Chief television critic for The New York Times James Poniewozik’s article in this morning’s paper says that the assault on The Capitol was much worse than we really know because there has been a constant trickle of new, and exponentially more horrifying, videos surfacing in its aftermath. He maintains, “The crowd that tried to mug democracy Wednesday was both cosplaying insurrection and genuinely committing it.” Things can be both “ludicrous and dangerous at the same time.” 

I keep trying to zoom out, in the photographic sense, to see the bigger picture in this scenario. What I what is to figure out its true cause. Instead, I am seeing increased zoomed-in detail, almost all of which could be considered reactive mid-course correction. 

Donald Trump wasn’t alone in inciting the mob. There were plenty of other inciters following the lead of the sentiments and the behaviors of the Inciter-in-Chief. All sorts of folk are calling for repercussions—consequences—to their actions. These calls are both necessary and correct. 

Other federal elected officials: Marjorie Taylor Green, Lauren Boebert, Paul Gosar, Pete Sessions, Andy Biggs. The Trump legal sycophant Rudy Guiliani is likely to be disbarred. Ted Cruz and Josh Hawley, too. All sorts of corporations, institutions, and most importantly funders are pulling away from Donald Trump and his now-toxic legacy. 

“Representative Cori Bush, Democrat of Missouri, introduced a resolution on Monday with 47 co-sponsors that would initiate investigations for ‘removal of the members who attempted to overturn the results of the election and incited a white supremacist attempted coup.’” 

And what about the congresspersons who, whilst in close-contact lockdown with their peers, refused to wear masks, most likely turning the insurrection into a Covid-19 super-spreader event as well? “Representative Tom Malinowski, Democrat of New Jersey, on Monday introduced a resolution to formally censure [Senator Mo] Brooks, asserting that he was responsible for inciting the crowd and ‘endangering the lives of his fellow members of Congress.’” Did those who refused to wear masks not endanger the lives of their fellow members of Congress? 

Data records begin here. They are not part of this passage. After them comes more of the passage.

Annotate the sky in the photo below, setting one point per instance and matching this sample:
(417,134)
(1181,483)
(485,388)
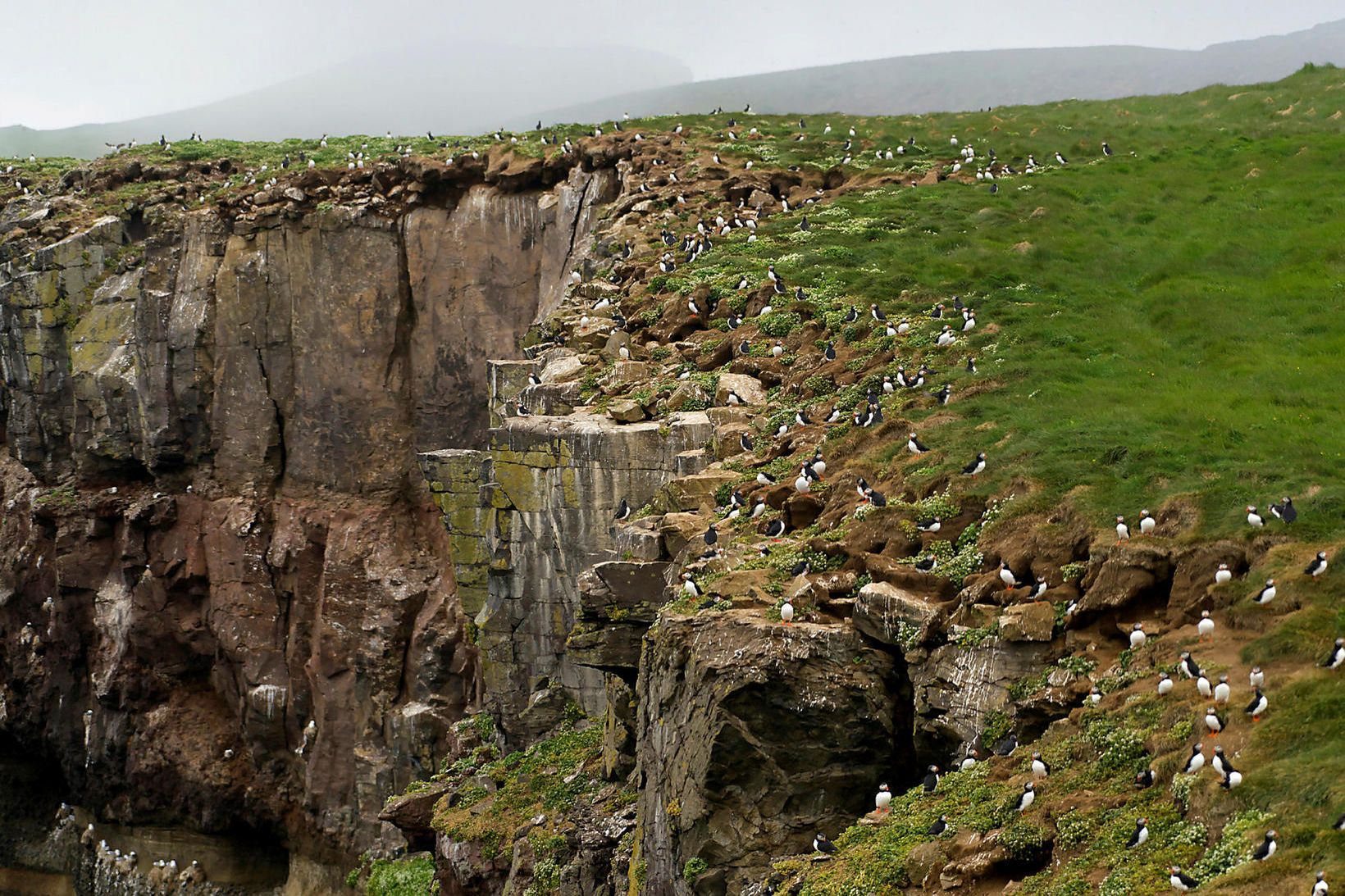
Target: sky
(78,61)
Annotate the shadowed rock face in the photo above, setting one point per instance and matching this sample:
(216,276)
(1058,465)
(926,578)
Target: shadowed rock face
(243,543)
(755,736)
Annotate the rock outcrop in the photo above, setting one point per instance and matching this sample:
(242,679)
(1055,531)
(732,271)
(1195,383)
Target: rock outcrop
(216,533)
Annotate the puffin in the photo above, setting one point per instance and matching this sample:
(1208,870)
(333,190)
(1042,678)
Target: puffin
(1206,625)
(1336,657)
(1285,510)
(1258,707)
(1195,762)
(1202,686)
(1025,799)
(1267,848)
(1188,666)
(1180,880)
(931,780)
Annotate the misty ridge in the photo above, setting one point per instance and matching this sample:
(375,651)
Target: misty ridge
(472,89)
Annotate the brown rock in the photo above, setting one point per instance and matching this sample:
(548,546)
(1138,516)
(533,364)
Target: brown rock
(626,411)
(1028,622)
(748,389)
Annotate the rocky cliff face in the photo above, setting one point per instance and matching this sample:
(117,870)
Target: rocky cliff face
(216,535)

Here, from The Huffington Post, “Less than a week after a Trump-fueled mob attacked the Capitol, forcing lawmakers to hide in a secured room, Rep. Pramila Jayapal (D-Wash.) has tested positive for COVID-19. She tweeted: ‘I just received a positive COVID-19 test result after being locked down in a secured room at the Capitol where several Republicans not only cruelly refused to wear a mask but recklessly mocked colleagues and staff who offered them one.’” 

Opinion columnist Bret Stephens focused his piece this morning on Mike Pence. “Pence turned himself into the most unfailingly servile sidekick in vice-presidential history. He delivered the evangelical vote to Trump. He stood by the president at every low point, from the ‘Access Hollywood’ tape to Charlottesville, Va., to Helsinki to the Ukraine call. He indulged Trump’s fantasies about a stolen election. 

“He betrayed his principles. He abased himself. Then Trump insisted that he steal the election. When Pence refused—he had no legal choice—Trump stirred the mob to go after him.” 

“The Pence-Trump story is also the G.O.P.-Trump story. It’s a play in four acts: brief resistance, abject submission, complete complicity and now bitter regret.” 

Where do we go from bitter regret, Beloved?  

Mr. Stephens again, “You’ll hear Republicans like the House minority leader, Kevin McCarthy, talk about the need for healing. Fine. But this sort of healing first requires cauterizing the wound. It’s called impeachment. Republicans mustn’t shrink from it.” 

Healing? Well, of course, healing. Eventually. But, honestly, isn’t it a little disingenuous to call for healing so quickly? Doesn’t it reek of the just-ignore-it-and-it-will-go-away strategy that hasn’t worked since this whole Trump phenomenon raised its decidedly ugly head? 

Sorry to be so … graphic, but what about the pus? What about the infection that has, just like Covid-19, run rampant in our country? Even a middle-schooler knows that if you leave a wound to fester, it’ll get infected, and that that’s a much more serious problem. 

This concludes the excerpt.